The intensity of this engagement in an imaginative space created by the folk story, the family artefacts, Tunde’s performance and carefully honed pedagogic style, allowed the children to link their knowledge of their own everyday lives with events and ideas that were very distant from them.  With the older children, Tunde extended the knowledge content, using a variety of resources to move on from the Anansi story to a narrative from the history of the Maroons, communities of runaway slaves who lived in the mountains of Jamaica.

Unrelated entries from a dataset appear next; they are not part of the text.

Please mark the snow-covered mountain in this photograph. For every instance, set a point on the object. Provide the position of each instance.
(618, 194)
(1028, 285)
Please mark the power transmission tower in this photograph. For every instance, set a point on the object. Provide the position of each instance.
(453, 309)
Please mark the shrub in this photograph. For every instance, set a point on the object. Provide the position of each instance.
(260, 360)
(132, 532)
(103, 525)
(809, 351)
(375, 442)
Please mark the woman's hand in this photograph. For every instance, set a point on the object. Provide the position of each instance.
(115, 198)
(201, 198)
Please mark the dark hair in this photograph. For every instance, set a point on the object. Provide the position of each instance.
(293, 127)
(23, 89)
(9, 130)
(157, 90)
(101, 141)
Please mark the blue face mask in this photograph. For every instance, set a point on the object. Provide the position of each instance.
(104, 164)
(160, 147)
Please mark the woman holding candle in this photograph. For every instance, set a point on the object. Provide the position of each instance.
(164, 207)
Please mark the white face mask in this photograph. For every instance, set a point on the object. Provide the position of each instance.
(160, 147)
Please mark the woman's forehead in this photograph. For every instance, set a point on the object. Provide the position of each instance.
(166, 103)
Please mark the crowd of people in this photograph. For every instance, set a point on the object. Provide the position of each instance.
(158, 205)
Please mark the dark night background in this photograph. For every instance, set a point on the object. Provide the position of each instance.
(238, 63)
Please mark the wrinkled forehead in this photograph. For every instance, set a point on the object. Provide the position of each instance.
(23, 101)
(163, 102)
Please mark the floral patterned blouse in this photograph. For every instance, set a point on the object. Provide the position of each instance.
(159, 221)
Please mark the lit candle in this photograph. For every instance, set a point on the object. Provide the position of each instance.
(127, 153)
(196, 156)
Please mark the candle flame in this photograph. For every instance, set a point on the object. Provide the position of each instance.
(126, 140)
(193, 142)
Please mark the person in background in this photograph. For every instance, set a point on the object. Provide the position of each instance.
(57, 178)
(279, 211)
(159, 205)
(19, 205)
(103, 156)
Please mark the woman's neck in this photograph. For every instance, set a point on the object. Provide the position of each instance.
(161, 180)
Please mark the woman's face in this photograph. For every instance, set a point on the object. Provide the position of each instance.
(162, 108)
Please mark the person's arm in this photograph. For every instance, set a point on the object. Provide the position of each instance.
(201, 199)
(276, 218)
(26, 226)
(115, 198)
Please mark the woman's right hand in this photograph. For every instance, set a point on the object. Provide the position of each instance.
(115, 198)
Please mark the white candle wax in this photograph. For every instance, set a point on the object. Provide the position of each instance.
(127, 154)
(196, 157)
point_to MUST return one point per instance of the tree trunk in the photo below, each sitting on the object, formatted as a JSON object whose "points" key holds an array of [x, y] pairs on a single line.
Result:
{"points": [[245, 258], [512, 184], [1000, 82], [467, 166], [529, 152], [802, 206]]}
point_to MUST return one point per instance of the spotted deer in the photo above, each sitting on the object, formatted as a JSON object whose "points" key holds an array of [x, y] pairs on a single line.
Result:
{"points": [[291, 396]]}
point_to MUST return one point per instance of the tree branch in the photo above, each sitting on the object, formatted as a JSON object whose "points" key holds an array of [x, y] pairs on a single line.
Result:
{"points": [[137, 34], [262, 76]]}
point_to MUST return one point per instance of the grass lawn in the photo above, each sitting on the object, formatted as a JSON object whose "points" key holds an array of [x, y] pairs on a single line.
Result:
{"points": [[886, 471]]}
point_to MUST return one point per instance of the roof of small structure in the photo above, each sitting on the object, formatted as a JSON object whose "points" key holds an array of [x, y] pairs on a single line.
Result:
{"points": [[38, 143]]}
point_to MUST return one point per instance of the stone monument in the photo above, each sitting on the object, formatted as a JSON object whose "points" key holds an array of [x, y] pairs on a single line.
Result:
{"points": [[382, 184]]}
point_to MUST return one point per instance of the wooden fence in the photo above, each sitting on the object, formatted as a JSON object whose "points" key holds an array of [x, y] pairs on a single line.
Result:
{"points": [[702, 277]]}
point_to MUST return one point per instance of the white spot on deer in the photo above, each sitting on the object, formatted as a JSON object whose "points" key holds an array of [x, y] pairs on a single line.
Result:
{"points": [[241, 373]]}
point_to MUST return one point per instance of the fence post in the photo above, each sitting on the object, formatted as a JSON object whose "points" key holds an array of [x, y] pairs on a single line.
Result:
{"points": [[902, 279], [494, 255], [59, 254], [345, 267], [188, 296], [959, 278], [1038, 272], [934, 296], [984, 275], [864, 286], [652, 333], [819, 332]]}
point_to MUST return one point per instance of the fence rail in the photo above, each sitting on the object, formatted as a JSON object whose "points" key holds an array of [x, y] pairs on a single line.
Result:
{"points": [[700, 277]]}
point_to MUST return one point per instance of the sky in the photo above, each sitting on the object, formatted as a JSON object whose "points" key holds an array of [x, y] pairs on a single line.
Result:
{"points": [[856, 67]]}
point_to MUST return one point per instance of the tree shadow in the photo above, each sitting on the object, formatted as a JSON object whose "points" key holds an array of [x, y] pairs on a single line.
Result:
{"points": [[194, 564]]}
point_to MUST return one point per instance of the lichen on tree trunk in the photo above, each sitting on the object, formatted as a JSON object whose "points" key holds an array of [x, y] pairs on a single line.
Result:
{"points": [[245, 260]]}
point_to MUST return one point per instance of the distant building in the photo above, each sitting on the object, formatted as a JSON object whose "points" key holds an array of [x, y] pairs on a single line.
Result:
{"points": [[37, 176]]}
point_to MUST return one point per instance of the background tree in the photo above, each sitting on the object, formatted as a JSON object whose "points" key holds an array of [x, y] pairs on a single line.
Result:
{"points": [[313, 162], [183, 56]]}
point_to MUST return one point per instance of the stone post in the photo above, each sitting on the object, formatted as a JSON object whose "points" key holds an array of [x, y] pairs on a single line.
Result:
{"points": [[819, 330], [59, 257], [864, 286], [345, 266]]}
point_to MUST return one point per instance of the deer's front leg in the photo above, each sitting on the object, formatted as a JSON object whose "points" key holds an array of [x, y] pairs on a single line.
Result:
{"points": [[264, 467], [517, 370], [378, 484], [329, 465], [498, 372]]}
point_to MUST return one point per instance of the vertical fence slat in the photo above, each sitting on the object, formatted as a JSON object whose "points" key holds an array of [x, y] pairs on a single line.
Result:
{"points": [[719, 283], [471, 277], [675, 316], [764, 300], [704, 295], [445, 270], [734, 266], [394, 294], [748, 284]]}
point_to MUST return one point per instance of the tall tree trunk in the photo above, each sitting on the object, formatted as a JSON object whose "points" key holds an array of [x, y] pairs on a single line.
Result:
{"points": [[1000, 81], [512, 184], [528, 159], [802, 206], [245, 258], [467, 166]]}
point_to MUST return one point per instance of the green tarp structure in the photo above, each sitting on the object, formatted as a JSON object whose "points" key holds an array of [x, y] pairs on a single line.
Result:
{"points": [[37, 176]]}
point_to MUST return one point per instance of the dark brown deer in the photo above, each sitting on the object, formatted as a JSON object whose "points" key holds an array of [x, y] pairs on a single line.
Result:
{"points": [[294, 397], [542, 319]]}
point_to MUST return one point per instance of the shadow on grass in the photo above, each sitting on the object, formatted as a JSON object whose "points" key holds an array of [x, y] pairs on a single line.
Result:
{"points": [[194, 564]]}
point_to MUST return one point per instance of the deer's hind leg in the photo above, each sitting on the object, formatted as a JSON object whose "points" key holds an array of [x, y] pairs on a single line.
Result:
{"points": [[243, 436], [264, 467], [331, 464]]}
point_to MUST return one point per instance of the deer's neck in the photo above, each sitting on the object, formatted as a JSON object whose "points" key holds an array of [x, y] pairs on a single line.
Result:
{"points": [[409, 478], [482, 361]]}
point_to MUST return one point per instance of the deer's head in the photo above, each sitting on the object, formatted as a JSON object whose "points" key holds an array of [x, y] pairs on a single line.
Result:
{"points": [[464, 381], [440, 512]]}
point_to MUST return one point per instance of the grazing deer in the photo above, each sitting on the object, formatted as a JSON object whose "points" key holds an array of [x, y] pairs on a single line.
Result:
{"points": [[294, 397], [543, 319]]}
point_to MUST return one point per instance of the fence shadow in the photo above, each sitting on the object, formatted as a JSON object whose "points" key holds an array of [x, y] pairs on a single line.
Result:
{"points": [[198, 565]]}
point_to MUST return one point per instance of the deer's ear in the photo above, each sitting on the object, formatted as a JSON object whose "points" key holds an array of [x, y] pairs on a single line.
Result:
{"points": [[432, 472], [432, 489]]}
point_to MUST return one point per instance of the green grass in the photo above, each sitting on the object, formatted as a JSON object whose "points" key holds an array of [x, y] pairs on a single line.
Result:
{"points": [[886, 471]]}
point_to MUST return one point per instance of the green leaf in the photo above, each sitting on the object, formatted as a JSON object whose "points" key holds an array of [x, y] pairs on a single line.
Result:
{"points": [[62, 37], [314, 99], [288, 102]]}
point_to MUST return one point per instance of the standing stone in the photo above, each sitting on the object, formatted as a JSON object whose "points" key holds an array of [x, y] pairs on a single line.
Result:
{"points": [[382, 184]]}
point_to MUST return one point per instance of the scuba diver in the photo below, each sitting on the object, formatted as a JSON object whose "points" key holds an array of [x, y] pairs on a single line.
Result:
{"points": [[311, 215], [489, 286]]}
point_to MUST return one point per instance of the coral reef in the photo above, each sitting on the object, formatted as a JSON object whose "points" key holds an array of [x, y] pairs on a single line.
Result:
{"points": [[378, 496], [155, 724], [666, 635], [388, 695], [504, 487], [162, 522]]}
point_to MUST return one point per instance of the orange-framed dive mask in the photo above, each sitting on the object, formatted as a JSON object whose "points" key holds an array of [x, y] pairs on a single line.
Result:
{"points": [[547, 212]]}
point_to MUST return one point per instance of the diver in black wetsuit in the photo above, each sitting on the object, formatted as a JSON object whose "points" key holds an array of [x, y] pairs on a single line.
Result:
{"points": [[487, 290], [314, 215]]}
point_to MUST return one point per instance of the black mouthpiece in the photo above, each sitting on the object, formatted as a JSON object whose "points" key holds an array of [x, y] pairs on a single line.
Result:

The coherence of the sessions was drawn from two important factors, namely that the content was focalized through the person of the artist/teacher and the fact that the theme of the sessions remained constant – they were all fundamentally about overcoming fear, quietly building self-confidence, respecting and retelling the stories from your personal and collective past. In this context, connections could be developed analogically or intuitively, questions could remain unanswered, symbolic resources could be valued and emotions were validated. The performance aspects of the lessons might, superficially, have appeared to render the children relatively passive but, in fact, there was abundant evidence that the children were actively listening and making their own sense of the information that was being conveyed. Through the layering of autobiographical information, folk and family tales, as well as through the direct teaching of visualization and breathing techniques, the artist offered the children resources to use in managing their own imaginative and emotional lives in the present and in the future.